55 Sterba recounts Davies’ view (a la Aquinas) that divine justice is giving creatures what is due to them according to their natures. Sterba then observes that “this seems to involve simply sustaining them in existence, not interfering with or aiding them in the world in any way.”
56 Referring to the parent analogy offered by both Aquinas and Davies—which asserts that parents provide for their children what they are due—Sterba objects that “parents who did no more than merely sustain their children in existence would hardly be considered just. So judged by Davies’s own parent analogy, it would seem that a God who simply did no more for us than sustain us in existence could not be considered just.”
57A couple observations are in order. First, this is not exactly what Davies said, or means. Davies notes that parents not only “strive to provide for their [children’s] needs”, but also “aim to enable them to
flourish considered as what they are”.
58 So, parents are not merely keeping their children in existence. Second, it is not clear what else Sterba has in mind that parents should do since he does not give any examples that would be missing on Davies’ (and Aquinas’) account.
Sterba then claims that Davies “backs away” from this analogy since he thinks it is metaphorical. It is not clear if Sterba is here criticizing Davies’ use of analogy or averring that the analogy is not really metaphorical.
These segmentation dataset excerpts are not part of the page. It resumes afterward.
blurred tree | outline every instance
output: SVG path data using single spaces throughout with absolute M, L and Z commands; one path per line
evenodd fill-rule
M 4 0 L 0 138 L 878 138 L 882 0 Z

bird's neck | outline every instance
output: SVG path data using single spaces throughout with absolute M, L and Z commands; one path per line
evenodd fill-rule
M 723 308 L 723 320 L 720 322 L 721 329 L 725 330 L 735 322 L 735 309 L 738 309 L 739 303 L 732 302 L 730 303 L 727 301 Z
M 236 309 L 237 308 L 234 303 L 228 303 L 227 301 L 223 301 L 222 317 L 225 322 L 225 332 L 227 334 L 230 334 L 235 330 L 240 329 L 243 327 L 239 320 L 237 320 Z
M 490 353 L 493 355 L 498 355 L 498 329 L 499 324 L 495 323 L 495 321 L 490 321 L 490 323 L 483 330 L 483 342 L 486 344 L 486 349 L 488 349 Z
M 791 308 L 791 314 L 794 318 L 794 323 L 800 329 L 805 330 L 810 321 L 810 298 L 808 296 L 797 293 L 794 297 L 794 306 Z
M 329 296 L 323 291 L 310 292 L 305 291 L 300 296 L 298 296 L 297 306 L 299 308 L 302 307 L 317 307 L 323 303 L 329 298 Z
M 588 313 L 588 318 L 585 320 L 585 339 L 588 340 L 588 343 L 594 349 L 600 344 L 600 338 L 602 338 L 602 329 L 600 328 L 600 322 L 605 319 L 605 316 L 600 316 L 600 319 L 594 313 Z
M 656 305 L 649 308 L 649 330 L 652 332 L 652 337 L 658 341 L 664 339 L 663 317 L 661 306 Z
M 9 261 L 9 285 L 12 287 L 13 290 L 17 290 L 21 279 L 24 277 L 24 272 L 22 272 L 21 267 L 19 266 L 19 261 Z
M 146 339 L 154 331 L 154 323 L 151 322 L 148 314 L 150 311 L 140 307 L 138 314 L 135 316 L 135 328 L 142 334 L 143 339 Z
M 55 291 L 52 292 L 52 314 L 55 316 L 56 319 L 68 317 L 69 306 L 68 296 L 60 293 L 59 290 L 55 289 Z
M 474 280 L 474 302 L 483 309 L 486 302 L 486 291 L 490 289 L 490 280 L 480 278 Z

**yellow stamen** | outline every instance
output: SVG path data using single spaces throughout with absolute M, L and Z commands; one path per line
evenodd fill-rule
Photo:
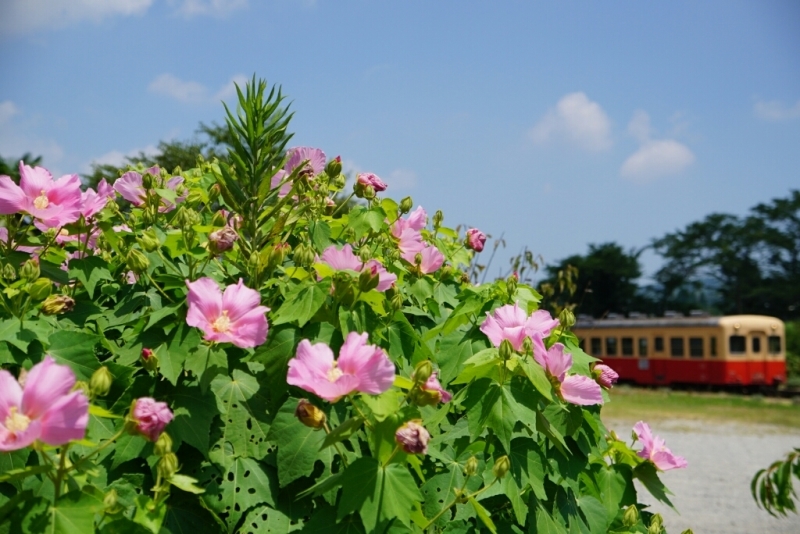
M 50 205 L 50 199 L 47 198 L 47 191 L 42 189 L 41 194 L 33 200 L 33 207 L 39 210 L 43 210 L 49 205 Z
M 231 320 L 228 318 L 228 310 L 222 310 L 222 315 L 211 325 L 214 332 L 224 333 L 231 329 Z
M 6 417 L 5 422 L 6 430 L 12 434 L 18 434 L 19 432 L 25 432 L 28 430 L 28 426 L 30 426 L 30 424 L 31 418 L 25 414 L 19 413 L 16 406 L 9 408 L 8 416 Z

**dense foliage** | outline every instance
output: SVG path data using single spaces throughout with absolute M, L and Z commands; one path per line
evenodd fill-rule
M 226 161 L 0 178 L 0 531 L 663 531 L 633 481 L 685 462 L 572 315 L 373 174 L 343 214 L 289 119 L 254 79 Z

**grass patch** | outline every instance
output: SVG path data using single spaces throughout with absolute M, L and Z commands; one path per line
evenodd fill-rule
M 603 407 L 603 419 L 688 419 L 800 428 L 800 405 L 791 399 L 760 395 L 619 386 L 611 392 L 611 402 Z

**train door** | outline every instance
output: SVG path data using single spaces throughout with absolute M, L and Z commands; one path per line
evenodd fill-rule
M 767 335 L 764 332 L 750 332 L 748 336 L 747 382 L 766 384 L 767 376 Z

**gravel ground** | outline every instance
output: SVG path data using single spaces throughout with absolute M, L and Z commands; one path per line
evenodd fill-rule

On the Thomistic account, it could not be anything other than analogy and metaphor (God is not literally a parent). Aquinas has stated that no terms can be predicated between creation and God univocally. Further, an analogy is just that: an analogy. While there can be 1:1-type analogies, given what Aquinas and Davies have said, such cannot be the case here. However, as Sterba rightly notes, metaphors have a literal truth, or the metaphor does not make sense.
59 The literal truth is that God gives to his creation (children) what they need to flourish,
just like parents do. Simply put, the objection is simultaneously not clear since Sterba does not provide what Davies’ account is missing, and it also seems to misrepresent what Davies actually said.